When the Australian Gay Marriage decision was announced, I wished I was Australian. This might seem odd, because of course we already have gay marriage here in the UK. We have done since 2013. You can already legally marry whomever you choose. But I found myself wishing I lived in Australia for a more complicated reason than simply ‘it’s nice same-sex couples can wed’. I wished I was Australian after the referendum because I wished we could, as a nation, make a choice to become more inclusive, making a progressive change, out of love. The feeling that young Australians must have had, of hope and pride in their country would be a welcome for many British youth.
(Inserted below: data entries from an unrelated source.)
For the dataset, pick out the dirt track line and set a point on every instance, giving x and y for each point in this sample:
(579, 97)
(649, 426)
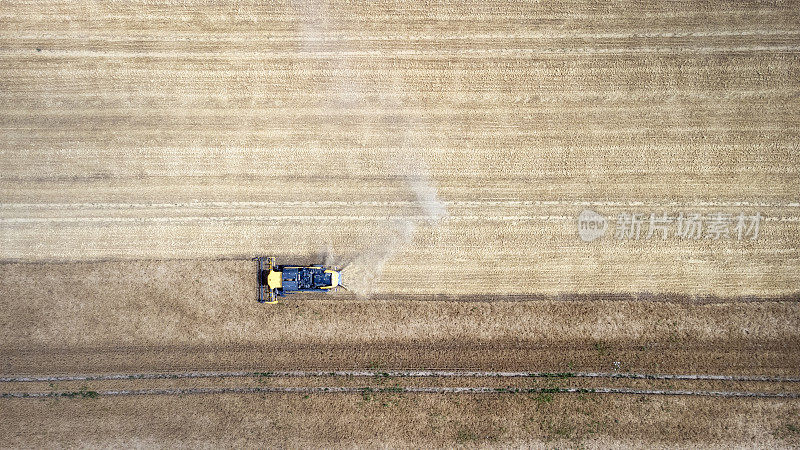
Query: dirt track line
(398, 374)
(460, 54)
(482, 203)
(395, 390)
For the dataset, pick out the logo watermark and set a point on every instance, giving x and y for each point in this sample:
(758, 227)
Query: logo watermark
(683, 226)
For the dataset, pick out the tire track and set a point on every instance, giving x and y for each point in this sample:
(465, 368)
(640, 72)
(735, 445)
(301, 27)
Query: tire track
(397, 374)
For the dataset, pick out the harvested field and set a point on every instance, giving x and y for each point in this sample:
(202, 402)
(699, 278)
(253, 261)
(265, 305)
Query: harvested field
(440, 155)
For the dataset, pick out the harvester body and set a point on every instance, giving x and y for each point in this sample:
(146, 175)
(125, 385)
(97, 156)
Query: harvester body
(276, 281)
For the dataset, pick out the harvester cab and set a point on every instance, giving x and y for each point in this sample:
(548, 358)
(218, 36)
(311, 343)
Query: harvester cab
(276, 281)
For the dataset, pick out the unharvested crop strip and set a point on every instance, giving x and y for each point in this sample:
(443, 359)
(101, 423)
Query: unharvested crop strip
(397, 374)
(396, 390)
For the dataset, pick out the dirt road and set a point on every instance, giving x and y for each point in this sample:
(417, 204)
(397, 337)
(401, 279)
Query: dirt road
(441, 154)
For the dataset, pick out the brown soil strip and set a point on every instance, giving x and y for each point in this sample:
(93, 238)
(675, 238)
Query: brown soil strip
(415, 390)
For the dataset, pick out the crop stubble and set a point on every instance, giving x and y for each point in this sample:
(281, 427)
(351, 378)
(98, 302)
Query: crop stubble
(133, 133)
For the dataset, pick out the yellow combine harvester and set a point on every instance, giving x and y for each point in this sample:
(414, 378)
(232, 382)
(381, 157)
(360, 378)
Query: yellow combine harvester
(276, 281)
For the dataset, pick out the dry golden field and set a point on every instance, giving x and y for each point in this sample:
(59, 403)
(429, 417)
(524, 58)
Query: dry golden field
(440, 153)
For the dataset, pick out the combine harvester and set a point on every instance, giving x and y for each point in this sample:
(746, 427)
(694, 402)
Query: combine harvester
(277, 281)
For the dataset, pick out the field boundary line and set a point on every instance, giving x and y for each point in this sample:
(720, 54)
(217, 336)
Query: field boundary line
(397, 374)
(396, 390)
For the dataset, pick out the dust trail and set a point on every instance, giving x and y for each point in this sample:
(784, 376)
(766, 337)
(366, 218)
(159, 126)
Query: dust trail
(362, 271)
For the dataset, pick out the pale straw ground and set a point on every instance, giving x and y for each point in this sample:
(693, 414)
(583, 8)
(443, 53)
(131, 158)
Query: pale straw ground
(440, 154)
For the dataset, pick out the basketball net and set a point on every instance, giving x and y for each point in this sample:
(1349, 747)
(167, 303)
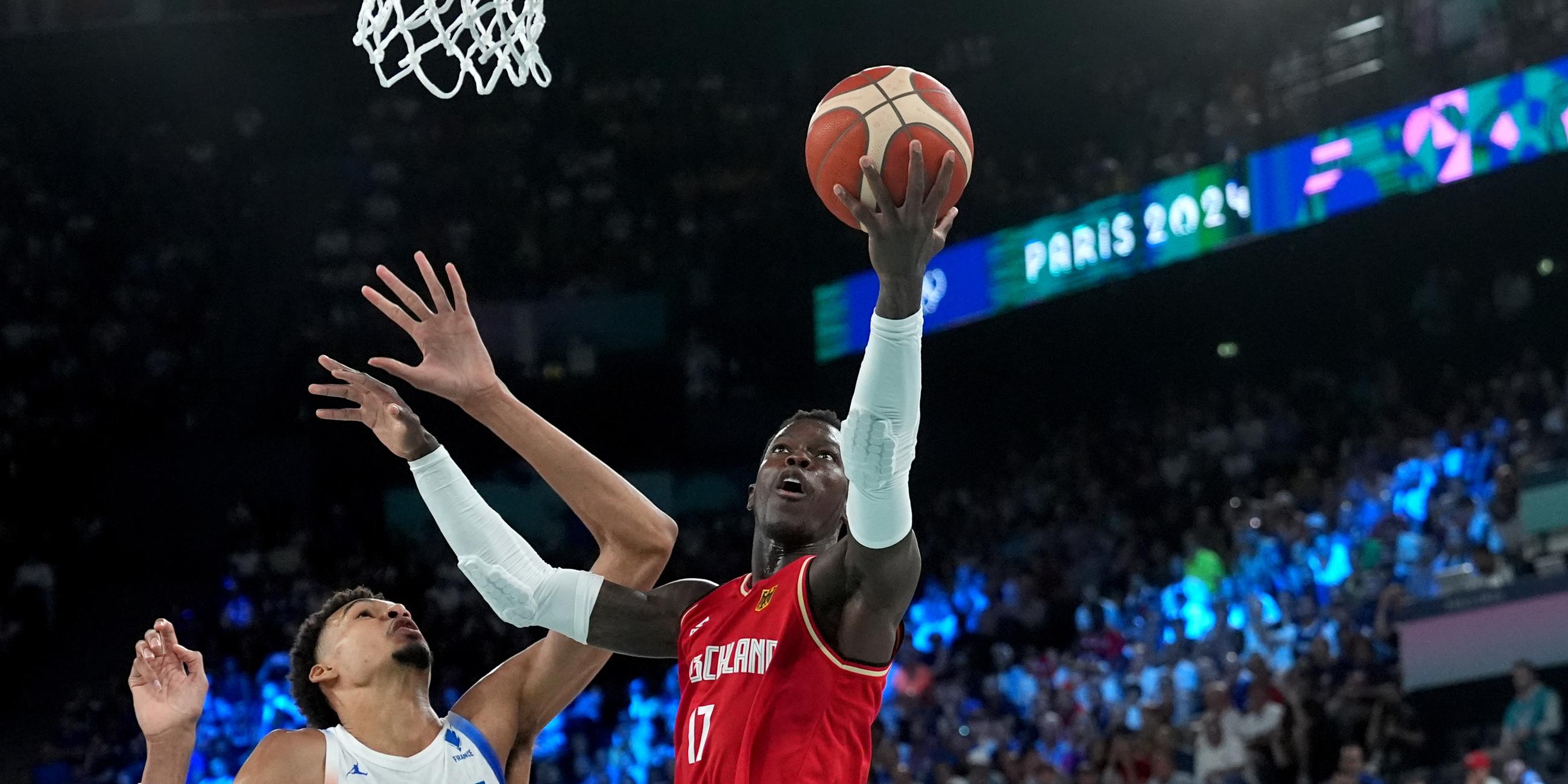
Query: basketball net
(487, 38)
In the last year and a half, it’s felt like a constant cycle of bad news. I’m biased – if I had been able to vote it would have been to remain in the EU, for Hillary Clinton, and I did vote Labour in June. These results were bitterly disappointing for many young people. The solution should be political. As a society, we should place more value in the power of politics. We are failing to do all we can to encourage everyone to be informed, and to vote in order to achieve legitimate government and an empowered people. We should reject antiquated (or now not so antiquated?) ideas of isolationism. Our nation should be of a people who know that becoming more protectionist will weaken us, and is weakening us, right now. Many young people feel as though our future has been trashed by older voters who have already had it good, who have lived in a time when it was the rule that your life was going to be better than your parents, and their life was better than their parents. And now, for the first time this is no longer true. Our generation is having to give up on the stability and reward of later owning a home. In the UK from 2016-2017, there was a shocking 29% rise in hate crimes upon the previous year (BBC News). Ordinary household grocery prices are set to rise (The Independent). These statistics show the UK has, in my belief, made a perhaps fatal error in voting to leave. Trying to conjure up flawed empire-esque ideas that our tiny country is relevant in a global context by severing trade deals and rejecting hardworking and talented migrants means that in effect, ‘we’ve fucked it’.
This week’s circus show featured Donald Trump retweeting – effectively endorsing – anti-Muslim videos shared by the far-right group Britain First. A man who was elected by millions of Americans is one who endorses an openly racist group, which speaks about Muslims in the same way Jews were spoken about in 1930s and 40s Germany. He is also one who was swept to power on the same wave of protectionist policies, with voters disillusioned with current possibilities and attracted to rhetoric such as, ‘We can’t continue to allow China to rape our country… It’s the greatest theft in the history of the world’ (ABC News). That many Americans, in a country like our own in many respects, endorse a right-wing movement that advocates ignoring history, losing all empathy for anyone different to us, and ignoring facts daily, beggar belief and is frankly terrifying. Whilst the US government churns out a never-ending cycle of ugly words and blunders, young people in the Western world are faced with what looks like a sure decline in their nation’s productivity, living standards and job chances.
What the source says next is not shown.